A month later, class counsel moved for sanctions against Stewart’s counsel, arguing that they filed Stewart’s objection for improper reasons — namely, to elicit attorneys’ fees. The trial court declined to grant class counsel’s motion for sanctions and found that the objection was not filed for an improper purpose. In the course of that ruling, the trial court excluded evidence of counsel’s pattern of conduct in representing objectors in other class action lawsuits. Class counsel appealed the trial court’s denial of sanctions to the Illinois Appellate Court.

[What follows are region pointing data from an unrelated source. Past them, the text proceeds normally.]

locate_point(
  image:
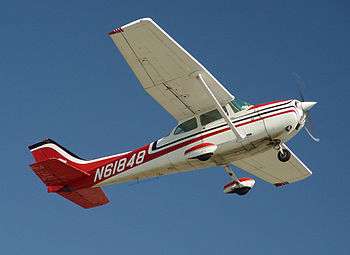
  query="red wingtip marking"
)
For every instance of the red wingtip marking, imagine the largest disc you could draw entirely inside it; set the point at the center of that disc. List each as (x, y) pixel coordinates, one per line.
(116, 30)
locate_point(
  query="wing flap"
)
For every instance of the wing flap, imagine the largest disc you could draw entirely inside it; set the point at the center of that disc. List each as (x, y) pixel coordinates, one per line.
(86, 198)
(266, 166)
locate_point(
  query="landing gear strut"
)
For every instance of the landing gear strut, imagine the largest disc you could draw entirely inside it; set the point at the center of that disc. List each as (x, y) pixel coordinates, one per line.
(239, 186)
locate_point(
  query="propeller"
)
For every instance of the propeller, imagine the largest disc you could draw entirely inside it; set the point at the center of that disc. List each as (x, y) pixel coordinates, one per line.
(306, 106)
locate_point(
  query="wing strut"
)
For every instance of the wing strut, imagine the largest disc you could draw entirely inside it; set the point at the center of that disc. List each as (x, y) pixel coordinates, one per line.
(220, 109)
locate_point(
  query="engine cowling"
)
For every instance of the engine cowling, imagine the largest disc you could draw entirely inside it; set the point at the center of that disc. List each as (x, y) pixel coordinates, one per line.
(240, 187)
(201, 151)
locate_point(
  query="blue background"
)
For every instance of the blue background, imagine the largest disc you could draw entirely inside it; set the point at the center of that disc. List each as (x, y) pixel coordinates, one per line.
(62, 77)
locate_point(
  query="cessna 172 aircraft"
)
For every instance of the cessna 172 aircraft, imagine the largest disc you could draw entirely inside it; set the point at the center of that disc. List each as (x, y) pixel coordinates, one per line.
(215, 128)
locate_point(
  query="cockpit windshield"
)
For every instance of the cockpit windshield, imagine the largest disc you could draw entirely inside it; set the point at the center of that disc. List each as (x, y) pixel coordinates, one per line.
(239, 105)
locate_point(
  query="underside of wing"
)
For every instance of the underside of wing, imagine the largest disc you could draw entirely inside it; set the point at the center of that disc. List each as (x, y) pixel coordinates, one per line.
(166, 70)
(86, 198)
(266, 166)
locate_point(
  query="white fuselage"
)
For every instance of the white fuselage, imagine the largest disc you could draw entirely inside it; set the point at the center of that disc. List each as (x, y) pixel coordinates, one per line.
(262, 124)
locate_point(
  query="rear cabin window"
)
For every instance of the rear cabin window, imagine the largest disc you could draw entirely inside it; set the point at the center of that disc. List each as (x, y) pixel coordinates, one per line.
(211, 116)
(186, 126)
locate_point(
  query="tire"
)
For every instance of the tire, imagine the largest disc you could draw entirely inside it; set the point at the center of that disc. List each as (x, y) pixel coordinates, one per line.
(285, 156)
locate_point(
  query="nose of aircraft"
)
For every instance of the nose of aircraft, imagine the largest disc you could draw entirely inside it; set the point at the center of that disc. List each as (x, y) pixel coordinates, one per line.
(307, 105)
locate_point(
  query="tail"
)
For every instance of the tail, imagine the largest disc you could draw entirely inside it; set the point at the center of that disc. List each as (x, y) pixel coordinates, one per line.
(60, 170)
(48, 149)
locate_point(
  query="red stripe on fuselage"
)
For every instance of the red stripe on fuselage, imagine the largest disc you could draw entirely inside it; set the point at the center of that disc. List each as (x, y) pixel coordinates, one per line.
(92, 167)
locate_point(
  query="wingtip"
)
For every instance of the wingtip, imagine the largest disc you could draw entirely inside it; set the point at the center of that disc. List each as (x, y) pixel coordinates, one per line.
(116, 30)
(122, 28)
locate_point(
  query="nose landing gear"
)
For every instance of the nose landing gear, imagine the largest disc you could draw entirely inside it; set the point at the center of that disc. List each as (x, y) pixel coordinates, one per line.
(283, 155)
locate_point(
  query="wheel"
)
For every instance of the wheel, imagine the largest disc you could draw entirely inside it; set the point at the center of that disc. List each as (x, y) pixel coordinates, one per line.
(285, 156)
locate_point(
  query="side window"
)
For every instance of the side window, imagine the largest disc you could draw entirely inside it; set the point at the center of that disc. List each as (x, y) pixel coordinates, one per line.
(186, 126)
(211, 116)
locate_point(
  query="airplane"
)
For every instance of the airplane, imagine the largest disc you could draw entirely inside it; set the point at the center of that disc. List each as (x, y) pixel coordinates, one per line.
(215, 128)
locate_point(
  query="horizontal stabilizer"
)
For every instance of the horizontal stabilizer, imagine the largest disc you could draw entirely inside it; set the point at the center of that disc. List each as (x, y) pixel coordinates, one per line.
(55, 172)
(86, 198)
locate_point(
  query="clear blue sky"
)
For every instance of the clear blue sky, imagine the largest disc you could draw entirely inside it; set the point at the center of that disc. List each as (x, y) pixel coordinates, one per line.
(62, 77)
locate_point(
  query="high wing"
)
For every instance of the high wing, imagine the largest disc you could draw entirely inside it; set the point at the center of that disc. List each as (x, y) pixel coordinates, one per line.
(167, 71)
(266, 166)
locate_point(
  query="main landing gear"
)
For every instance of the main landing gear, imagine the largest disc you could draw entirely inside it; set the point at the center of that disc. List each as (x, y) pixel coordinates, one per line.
(239, 186)
(283, 154)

The Decision Of The Illinois Appellate Court
On appeal, the Illinois Appellate Court reversed the trial court’s decision to exclude the pattern of conduct of Stewart’s counsel. The Illinois Appellate Court explained, “[t]he pattern of conduct engaged in by [Stewart’s counsel] is relevant to the objection’s possible improper purpose of seeking attorneys’ fees with the bare minimum of effort, expense, and time.” Id. at 17. In reaching that decision, the Illinois Appellate Court noted that Stewart’s counsel has used this strategy in multiple cases in different states and that various courts had admonished counsel’s conduct. In fact, as the Illinois Appellate Court emphasized, one federal judge described one of Stewart’s attorneys as ‘“a known vexatious appellant.’” Id. at 18. Based on these facts, the Illinois Appellate Court vacated the order denying sanctions and directed the trial court to conduct a new hearing with evidence of similar conduct in other cases to determine whether the objection was filed for an improper purpose.

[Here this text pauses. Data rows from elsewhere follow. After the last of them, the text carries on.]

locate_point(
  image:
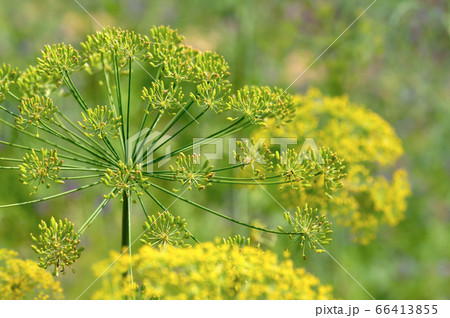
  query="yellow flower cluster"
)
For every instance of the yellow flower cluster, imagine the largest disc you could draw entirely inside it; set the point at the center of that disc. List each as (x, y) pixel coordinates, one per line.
(374, 191)
(208, 271)
(23, 279)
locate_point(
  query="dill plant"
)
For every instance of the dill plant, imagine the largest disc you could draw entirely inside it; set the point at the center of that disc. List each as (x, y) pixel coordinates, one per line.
(184, 86)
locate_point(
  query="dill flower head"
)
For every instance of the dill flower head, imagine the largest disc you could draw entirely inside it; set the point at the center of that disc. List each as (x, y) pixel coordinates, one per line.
(367, 188)
(208, 271)
(23, 279)
(57, 245)
(8, 76)
(165, 230)
(39, 170)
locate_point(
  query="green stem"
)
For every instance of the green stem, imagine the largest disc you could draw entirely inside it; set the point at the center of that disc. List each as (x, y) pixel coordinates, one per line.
(91, 139)
(74, 91)
(128, 108)
(96, 213)
(91, 161)
(147, 134)
(50, 197)
(217, 213)
(125, 221)
(119, 102)
(222, 133)
(164, 209)
(60, 155)
(166, 129)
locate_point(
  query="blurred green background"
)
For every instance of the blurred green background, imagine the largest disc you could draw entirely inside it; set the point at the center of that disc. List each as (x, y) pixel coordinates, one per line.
(395, 60)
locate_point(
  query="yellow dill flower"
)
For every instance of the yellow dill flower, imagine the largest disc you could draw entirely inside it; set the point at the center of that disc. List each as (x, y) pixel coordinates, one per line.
(373, 192)
(208, 271)
(24, 279)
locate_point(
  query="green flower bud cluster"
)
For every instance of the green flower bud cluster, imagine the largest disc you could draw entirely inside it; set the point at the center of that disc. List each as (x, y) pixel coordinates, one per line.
(57, 245)
(125, 180)
(333, 171)
(255, 155)
(259, 104)
(211, 95)
(8, 76)
(36, 171)
(122, 43)
(312, 228)
(296, 169)
(35, 110)
(101, 122)
(189, 170)
(165, 230)
(164, 99)
(165, 45)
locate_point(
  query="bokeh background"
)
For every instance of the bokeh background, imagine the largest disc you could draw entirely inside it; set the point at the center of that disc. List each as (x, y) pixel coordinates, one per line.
(395, 60)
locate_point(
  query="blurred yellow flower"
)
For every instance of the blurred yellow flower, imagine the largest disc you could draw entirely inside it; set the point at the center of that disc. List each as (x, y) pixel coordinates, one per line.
(375, 190)
(207, 271)
(24, 279)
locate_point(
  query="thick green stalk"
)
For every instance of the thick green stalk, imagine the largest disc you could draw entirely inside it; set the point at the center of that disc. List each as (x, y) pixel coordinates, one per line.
(125, 221)
(128, 108)
(119, 102)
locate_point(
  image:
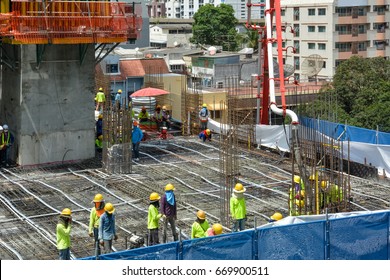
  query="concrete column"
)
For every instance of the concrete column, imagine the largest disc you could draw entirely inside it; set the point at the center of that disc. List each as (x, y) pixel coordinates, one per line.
(50, 108)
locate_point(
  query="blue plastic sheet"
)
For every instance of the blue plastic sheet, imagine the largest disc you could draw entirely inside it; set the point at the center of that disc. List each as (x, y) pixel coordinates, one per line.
(353, 236)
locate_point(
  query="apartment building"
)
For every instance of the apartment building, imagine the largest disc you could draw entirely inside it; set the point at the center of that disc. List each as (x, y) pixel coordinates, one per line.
(321, 34)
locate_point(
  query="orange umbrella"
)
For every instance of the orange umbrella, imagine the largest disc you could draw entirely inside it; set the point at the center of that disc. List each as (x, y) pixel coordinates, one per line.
(148, 92)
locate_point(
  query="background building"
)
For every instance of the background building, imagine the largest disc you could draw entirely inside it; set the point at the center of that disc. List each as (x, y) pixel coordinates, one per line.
(324, 33)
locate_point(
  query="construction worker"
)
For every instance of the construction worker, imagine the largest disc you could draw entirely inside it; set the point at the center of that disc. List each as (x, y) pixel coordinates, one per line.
(107, 229)
(216, 229)
(238, 207)
(6, 142)
(118, 98)
(166, 117)
(96, 211)
(200, 226)
(204, 117)
(99, 143)
(143, 116)
(275, 217)
(63, 234)
(205, 135)
(169, 211)
(100, 99)
(297, 196)
(158, 117)
(99, 125)
(153, 218)
(136, 137)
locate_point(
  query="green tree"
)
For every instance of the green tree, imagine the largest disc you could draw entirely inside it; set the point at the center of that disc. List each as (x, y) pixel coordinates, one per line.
(215, 26)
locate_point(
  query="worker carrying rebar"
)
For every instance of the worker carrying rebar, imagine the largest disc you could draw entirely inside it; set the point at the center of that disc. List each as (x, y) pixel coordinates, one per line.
(96, 212)
(153, 218)
(100, 98)
(63, 234)
(169, 210)
(238, 208)
(297, 196)
(204, 116)
(136, 138)
(205, 135)
(200, 226)
(107, 228)
(215, 229)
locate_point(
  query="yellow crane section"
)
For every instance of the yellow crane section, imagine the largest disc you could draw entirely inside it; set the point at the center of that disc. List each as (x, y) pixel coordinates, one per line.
(69, 22)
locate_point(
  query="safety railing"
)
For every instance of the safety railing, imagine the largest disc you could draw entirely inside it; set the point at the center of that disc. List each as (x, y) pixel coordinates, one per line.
(70, 22)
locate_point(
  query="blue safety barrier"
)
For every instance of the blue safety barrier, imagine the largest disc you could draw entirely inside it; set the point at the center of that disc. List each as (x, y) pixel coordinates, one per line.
(351, 237)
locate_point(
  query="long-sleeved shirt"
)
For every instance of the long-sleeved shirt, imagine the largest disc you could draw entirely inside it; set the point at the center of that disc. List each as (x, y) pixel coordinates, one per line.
(199, 230)
(63, 236)
(107, 229)
(100, 97)
(237, 208)
(137, 135)
(153, 217)
(94, 218)
(166, 208)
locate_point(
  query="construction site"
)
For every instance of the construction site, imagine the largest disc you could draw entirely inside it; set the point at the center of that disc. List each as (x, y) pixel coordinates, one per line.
(203, 173)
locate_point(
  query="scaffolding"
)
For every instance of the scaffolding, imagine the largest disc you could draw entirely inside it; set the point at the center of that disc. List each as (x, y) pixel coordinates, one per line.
(70, 22)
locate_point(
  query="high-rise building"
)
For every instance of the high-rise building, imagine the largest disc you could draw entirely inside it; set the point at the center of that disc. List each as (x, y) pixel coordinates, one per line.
(320, 34)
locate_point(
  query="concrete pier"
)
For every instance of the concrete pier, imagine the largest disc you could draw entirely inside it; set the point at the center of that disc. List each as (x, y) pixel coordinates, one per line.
(49, 104)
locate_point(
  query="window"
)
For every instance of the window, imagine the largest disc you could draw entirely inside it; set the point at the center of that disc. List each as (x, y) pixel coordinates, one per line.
(296, 13)
(112, 68)
(296, 46)
(296, 30)
(296, 63)
(321, 28)
(322, 12)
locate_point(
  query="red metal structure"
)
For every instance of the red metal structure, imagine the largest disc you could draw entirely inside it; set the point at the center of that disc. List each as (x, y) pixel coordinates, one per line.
(69, 22)
(273, 22)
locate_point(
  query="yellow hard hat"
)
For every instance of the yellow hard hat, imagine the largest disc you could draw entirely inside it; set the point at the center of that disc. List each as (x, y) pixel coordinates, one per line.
(276, 216)
(66, 212)
(217, 228)
(239, 188)
(201, 214)
(169, 187)
(300, 202)
(154, 197)
(98, 197)
(109, 208)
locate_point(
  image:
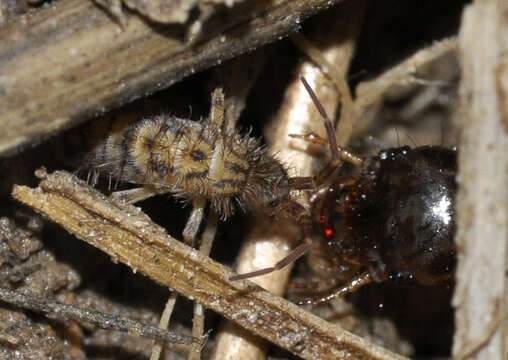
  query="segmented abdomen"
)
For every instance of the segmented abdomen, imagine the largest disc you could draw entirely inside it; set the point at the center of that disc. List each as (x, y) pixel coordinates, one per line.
(188, 157)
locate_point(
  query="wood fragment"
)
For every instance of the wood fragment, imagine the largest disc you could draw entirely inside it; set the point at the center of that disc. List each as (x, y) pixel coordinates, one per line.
(69, 61)
(370, 94)
(269, 242)
(63, 312)
(128, 236)
(482, 203)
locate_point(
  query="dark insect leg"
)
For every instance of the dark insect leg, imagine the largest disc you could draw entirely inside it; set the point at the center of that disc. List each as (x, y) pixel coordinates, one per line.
(132, 196)
(293, 256)
(345, 154)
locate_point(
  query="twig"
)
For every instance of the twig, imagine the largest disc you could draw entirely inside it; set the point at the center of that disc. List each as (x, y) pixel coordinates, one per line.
(128, 236)
(269, 242)
(64, 312)
(369, 94)
(482, 202)
(69, 62)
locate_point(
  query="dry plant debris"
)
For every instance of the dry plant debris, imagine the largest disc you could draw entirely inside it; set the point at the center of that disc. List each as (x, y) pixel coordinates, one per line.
(482, 238)
(90, 64)
(408, 96)
(128, 236)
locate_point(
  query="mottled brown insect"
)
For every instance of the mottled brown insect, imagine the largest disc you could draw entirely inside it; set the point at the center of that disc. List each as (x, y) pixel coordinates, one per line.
(192, 160)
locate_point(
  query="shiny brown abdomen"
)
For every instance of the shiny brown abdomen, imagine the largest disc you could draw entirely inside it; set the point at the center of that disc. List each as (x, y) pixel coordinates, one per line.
(398, 219)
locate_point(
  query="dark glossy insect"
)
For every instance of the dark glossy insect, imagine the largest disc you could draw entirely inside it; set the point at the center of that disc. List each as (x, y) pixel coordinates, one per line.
(394, 221)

But the Illinois Appellate Court did not stop there. Because one of Stewart’s attorney’s was an out-of-state attorney who used a local attorney for filing the objection, it considered whether the duo engaged in the unauthorized practice of law. There was evidence that Stewart’s local attorney did not review any of the objection papers, all of which were prepared solely by Stewart’s out-of-state counsel. The Illinois Appellate Court explained that by “not applying and appearing pro hac vice” Stewart’s out-of-state counsel sought to “escape responsibility by appearing not to practice law in this jurisdiction.” Id. at 21. “Both attorneys,” the Illinois Appellate Court concluded, “have engaged in fraud on the court.” Id. at 25. As a result, it then directed the clerk to forward a copy of the order to the ARDC to determine whether disciplinary action should be taken.

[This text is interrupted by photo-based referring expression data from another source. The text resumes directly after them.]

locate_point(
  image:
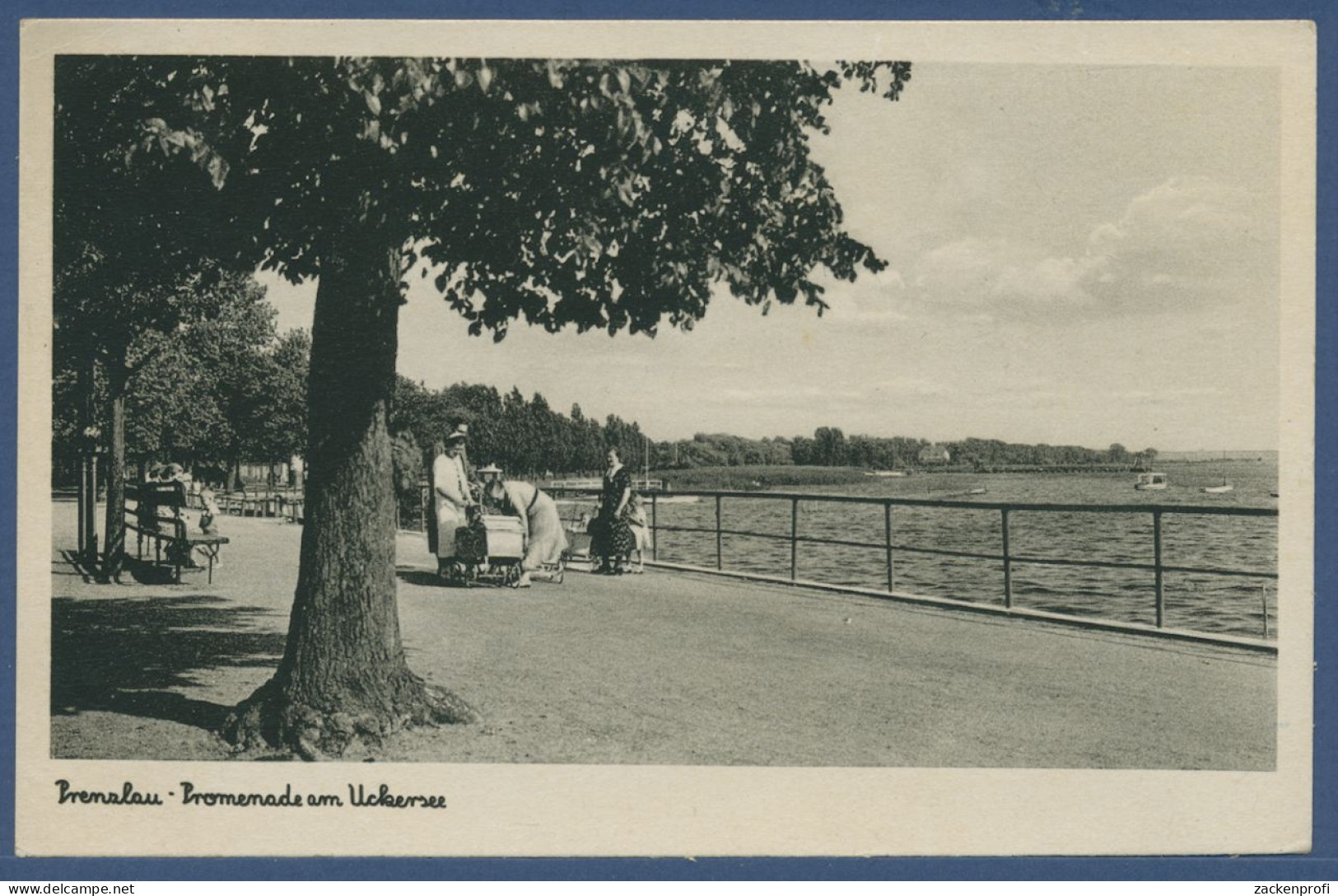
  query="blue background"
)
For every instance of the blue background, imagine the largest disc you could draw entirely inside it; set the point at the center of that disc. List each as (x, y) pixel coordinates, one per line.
(1322, 864)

Implication For Employers:
This ruling in Clark demonstrates that now, more than ever, courts are scrutinizing the purpose behind an objection to a class-based settlement, particularly when the objector is represented by counsel with history of hijacking class settlements. Employers confronted with a hold-up by a professional objector should work with class counsel to aggressively oppose the objector’s extortionist bid for fees. This might mean some short term pain and associated costs, but in the long run hopefully objectors will get the message that gone are the days where parties will roll over and pay their fees.